Poi viene il restare in Europa e mettere al primo posto gli interessi italiani (andassero a dirlo ad Amsterdam). È sicuramente un programma conservatore e nazionalista, ma è abbastanza improbabile che Meloni, data la situazione finanziaria dell’Italia, si metta nelle condizioni di subire l’ira di Bruxelles e Francoforte.
Limitare l’immigrazione istituendo un blocco navale nel Mediterraneo per impedire lo sbarco dei migranti è propaganda politica. Non diventeremo certo una terra di accoglienza per i migranti, e del resto i governi liberali hanno già realizzato ciò che l’estrema destra sognava.

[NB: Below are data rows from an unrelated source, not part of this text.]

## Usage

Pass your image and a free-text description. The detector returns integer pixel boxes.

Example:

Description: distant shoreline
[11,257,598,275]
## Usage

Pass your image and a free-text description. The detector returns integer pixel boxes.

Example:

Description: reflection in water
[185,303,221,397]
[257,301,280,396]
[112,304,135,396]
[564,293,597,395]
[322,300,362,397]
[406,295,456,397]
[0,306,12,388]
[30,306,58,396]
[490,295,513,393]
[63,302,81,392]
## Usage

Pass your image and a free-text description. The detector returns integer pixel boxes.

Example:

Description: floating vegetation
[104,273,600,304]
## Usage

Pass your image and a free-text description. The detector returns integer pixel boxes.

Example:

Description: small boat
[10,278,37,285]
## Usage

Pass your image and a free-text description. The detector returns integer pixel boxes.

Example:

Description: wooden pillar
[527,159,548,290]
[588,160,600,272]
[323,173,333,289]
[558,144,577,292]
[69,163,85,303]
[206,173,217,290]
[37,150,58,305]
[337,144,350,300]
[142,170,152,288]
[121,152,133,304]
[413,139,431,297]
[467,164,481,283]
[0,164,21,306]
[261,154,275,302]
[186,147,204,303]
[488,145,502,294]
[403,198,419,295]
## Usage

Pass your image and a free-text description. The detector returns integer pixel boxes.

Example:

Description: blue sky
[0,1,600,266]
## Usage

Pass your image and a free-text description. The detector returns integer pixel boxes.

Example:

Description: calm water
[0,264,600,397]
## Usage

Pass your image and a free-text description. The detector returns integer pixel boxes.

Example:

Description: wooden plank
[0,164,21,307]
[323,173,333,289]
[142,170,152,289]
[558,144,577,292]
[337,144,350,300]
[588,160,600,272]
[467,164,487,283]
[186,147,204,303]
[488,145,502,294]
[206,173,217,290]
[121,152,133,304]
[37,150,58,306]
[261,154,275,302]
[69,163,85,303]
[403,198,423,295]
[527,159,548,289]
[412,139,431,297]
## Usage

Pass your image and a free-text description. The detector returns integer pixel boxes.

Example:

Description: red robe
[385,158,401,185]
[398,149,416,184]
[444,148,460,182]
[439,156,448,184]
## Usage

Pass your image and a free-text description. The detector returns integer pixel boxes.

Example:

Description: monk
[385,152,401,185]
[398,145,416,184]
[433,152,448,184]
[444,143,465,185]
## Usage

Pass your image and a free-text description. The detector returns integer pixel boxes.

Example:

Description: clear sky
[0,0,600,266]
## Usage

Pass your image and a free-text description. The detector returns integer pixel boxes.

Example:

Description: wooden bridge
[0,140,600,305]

Una politica familiare che favorisca la natalità è sempre stato l’auspicio di ogni governo, con quali risultati? Al massimo si arriverà ad abbassare l’iva del 22% sui pannolini, che di per sé è una cosa vergognosa (come tante altre), ma una vera e propria politica che affronti il problema demografico, che è la vera questione di questo Paese, è lontana dalla capacità e volontà della classe politica attuale nel suo insieme.
Arriveranno ad abbassare in qualche modo il livello di tassazione delle società e della media e grande borghesia, eludendo di fatto la vexata quæstio dell’evasione ed elusione fiscale (la vera cartina di tornasole del consenso elettorale). La coperta è corta, anzi, cortissima e da qualche parte (la solita) dovranno tagliare per trovare delle compensazioni in termini di gettito.
Concentriamoci sugli equilibri dei poteri a destra: la Meloni ha vinto, ma al senato non ha una maggioranza larga, anche tenuto conto che i ministri di solito non sono presenti alle votazioni. La Meloni ha davanti a sé la curva del futuro; degli altri due, Berlusconi vuole morire ancora più ridicolo di com’è vissuto fino a ieri e l’altro vuole sopravvivere anche se bruciato (quando sento pronunciare la parola “autonomia” rido: a Roma come potrebbero rinunciare alla tettona da cui succhiano ciò che li mantiene in vita?). Perciò tale alleanza di governo sarà il solito back and forth.
Un cenno alla situazione del cosiddetto centrosinistra: il Pd, come dico da quasi un decennio, è un partito estinto, esempio dell’obsolescenza del conservatorismo liberale (che è un fatto mondiale). Deve la sua salvezza solo alla forte rappresentanza proporzionale in queste elezioni, avendo vinto solo otto seggi nell’uninominale. I Verdi sono deboli (3,6%). Il resto della sinistra è in frantumi. Il Movimento Cinque Stelle non affonda, il che riflette la persistenza di uno zoccolo duro di voto per così dire antisistema. Il convitato di pietra è sempre più l’astensione.
PS: la buona musica e certi film sono tutto ciò che al momento ci salva dal delirio ordinario del mondo. A Enrico Letta, suggerisco di andare, quando farà ritorno a Parigi e in uno dei momenti di vita che sentirà vuoti, a Le Champo, a vedere Socialisme, film di Jean-Luc Godard, da poco suicidatosi. È la straordinaria odissea sulla morte dell’Europa girata su un transatlantico, la Costa Concordia. Salvo nel frattempo gli ucraini nella loro avanzata non avranno occupato la capitale francese e messo all’indice il film.